LG: And it fits in the mood of Ann Arbor, the entertainment we get, and the music made at the bar every week, is the pulse of Ann Arbor. I'm convinced, since the festivals, the free concerts, everything that's been done in this spirit, the spirit we're doing this with is the spirit of just doing the best in every possible way. You encounter a lot of-problems, and it takes a while to overcome most problems. We're going to get a suggestion box too. We want people to tell us what they want to hear in the way of music, because John and I have been booking mostly on our own taste, our own ideas, with our friends. And we want to open that up to our audience. We want to know what they want to eat, we want to know what they think of everything and how they think they can help it too.

SUN: So the club will be there to serve the music. the musicians, and the people who come to hear it.
 

LG: Everybody.

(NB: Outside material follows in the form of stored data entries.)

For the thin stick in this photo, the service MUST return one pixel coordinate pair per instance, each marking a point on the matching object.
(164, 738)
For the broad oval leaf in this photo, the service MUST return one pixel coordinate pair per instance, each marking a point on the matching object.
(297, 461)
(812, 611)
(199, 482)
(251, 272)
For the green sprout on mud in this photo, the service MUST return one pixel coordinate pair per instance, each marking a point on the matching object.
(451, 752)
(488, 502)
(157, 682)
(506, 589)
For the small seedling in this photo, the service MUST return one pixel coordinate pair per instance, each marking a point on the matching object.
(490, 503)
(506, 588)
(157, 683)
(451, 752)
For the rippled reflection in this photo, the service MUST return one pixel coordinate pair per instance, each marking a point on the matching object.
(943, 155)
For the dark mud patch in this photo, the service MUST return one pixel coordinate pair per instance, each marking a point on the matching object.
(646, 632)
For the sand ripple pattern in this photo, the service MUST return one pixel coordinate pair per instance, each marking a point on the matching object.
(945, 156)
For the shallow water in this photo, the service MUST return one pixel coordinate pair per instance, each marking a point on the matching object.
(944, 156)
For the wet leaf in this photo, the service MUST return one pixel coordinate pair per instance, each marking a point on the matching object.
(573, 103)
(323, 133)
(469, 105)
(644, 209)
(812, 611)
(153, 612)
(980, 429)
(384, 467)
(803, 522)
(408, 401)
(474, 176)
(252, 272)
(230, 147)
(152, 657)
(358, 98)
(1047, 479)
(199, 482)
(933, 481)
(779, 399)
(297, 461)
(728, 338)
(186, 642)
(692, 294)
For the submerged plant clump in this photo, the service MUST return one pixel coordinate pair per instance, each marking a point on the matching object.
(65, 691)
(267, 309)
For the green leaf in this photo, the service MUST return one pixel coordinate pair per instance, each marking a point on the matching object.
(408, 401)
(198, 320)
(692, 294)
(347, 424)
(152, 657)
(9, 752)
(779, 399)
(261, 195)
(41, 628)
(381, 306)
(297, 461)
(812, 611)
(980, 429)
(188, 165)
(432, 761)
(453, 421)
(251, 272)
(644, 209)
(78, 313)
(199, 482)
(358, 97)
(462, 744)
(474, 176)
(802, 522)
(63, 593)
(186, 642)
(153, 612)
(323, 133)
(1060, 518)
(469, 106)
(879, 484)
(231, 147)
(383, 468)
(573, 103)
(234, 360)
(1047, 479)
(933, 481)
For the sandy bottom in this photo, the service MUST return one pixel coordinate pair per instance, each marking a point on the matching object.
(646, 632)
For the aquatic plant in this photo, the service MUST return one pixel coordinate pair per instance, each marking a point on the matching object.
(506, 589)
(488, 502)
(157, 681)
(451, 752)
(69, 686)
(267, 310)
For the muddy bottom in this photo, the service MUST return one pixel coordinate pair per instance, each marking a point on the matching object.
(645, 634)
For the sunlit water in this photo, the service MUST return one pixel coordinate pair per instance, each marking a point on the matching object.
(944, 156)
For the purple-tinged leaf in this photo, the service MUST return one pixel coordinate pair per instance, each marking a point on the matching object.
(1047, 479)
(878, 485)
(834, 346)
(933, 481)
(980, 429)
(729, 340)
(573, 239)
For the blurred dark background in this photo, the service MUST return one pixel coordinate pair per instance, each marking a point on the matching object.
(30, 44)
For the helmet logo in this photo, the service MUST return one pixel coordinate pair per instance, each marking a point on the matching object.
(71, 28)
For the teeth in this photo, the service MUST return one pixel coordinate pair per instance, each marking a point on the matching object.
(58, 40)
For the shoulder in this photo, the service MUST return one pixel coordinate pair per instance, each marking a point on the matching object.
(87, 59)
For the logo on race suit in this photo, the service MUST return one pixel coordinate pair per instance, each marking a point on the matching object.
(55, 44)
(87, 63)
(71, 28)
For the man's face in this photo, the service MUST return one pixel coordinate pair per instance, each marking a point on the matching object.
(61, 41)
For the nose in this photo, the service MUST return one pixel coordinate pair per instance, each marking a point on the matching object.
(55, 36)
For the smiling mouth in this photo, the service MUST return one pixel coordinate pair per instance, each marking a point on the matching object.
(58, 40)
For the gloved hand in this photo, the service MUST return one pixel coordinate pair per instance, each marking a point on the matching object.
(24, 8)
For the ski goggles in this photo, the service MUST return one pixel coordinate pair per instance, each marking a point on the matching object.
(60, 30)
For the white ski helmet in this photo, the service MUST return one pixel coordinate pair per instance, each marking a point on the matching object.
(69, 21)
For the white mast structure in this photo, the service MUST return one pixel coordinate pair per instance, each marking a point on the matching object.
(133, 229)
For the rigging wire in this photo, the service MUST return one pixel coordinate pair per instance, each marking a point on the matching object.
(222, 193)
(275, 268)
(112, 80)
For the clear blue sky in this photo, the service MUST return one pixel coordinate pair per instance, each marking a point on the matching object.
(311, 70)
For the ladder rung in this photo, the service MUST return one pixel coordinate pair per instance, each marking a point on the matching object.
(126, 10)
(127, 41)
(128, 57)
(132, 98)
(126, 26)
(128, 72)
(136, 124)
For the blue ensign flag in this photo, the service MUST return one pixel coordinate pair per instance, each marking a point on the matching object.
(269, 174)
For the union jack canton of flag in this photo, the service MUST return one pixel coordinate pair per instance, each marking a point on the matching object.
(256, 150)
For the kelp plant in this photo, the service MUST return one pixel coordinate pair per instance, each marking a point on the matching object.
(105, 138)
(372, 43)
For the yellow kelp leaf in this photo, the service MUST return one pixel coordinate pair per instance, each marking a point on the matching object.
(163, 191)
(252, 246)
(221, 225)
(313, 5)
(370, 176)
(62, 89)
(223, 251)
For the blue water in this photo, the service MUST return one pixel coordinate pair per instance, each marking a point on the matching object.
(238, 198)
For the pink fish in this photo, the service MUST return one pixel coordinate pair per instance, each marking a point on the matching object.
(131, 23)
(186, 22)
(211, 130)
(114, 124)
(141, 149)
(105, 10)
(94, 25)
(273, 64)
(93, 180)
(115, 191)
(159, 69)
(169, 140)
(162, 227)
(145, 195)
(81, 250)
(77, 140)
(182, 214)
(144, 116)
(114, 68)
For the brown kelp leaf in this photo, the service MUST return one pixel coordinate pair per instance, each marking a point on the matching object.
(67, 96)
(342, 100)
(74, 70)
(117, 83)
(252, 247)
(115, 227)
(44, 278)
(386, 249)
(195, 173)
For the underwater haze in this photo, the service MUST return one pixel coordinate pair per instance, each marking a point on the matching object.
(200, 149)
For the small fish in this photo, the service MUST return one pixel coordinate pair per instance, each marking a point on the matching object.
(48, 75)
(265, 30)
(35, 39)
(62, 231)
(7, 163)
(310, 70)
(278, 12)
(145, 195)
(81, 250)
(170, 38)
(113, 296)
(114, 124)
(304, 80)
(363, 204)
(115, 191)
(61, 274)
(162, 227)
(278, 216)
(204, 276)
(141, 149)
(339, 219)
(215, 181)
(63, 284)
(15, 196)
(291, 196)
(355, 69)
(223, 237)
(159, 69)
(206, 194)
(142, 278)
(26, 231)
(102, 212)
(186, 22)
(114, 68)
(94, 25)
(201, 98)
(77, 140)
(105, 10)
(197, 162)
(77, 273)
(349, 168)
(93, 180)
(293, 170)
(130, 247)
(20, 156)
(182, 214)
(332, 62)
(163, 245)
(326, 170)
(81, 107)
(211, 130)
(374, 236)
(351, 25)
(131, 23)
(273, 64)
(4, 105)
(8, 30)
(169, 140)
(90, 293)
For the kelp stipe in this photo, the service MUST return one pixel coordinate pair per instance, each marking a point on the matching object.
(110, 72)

JP:

We should tell people who King Pleasure is. People have told us that King Pleasure sounds like an expensive massage parlor, like the most expensive burger place. It's a jazz club. King Pleasure is this guy, whose real name is Clarence Beekes who is a famous jazz singer in the 50's who unfortunately only put out three or four record albums, but who's been a great influence on people like the Pointer Sisters, who are very popular now. Their style is pretty much a lift from Lambert, Hendricks, and Ross. Dave Lambert and John Hendricks used to sing with King Pleasure and King Pleasure created the style of music which was based on taking improvisational solos by jazz musicians and writing vocals to these solos and singing them.

LG: Bob Rudnick said it sounded hedonistic.
 

JP: It's all those thingsbut in the end it's the music.

LG: We're all a bunch of hedonists anyway. We're looking for a hot time.
 

JP: If people want to be hedonistic, we have bottles of wine available in our basement.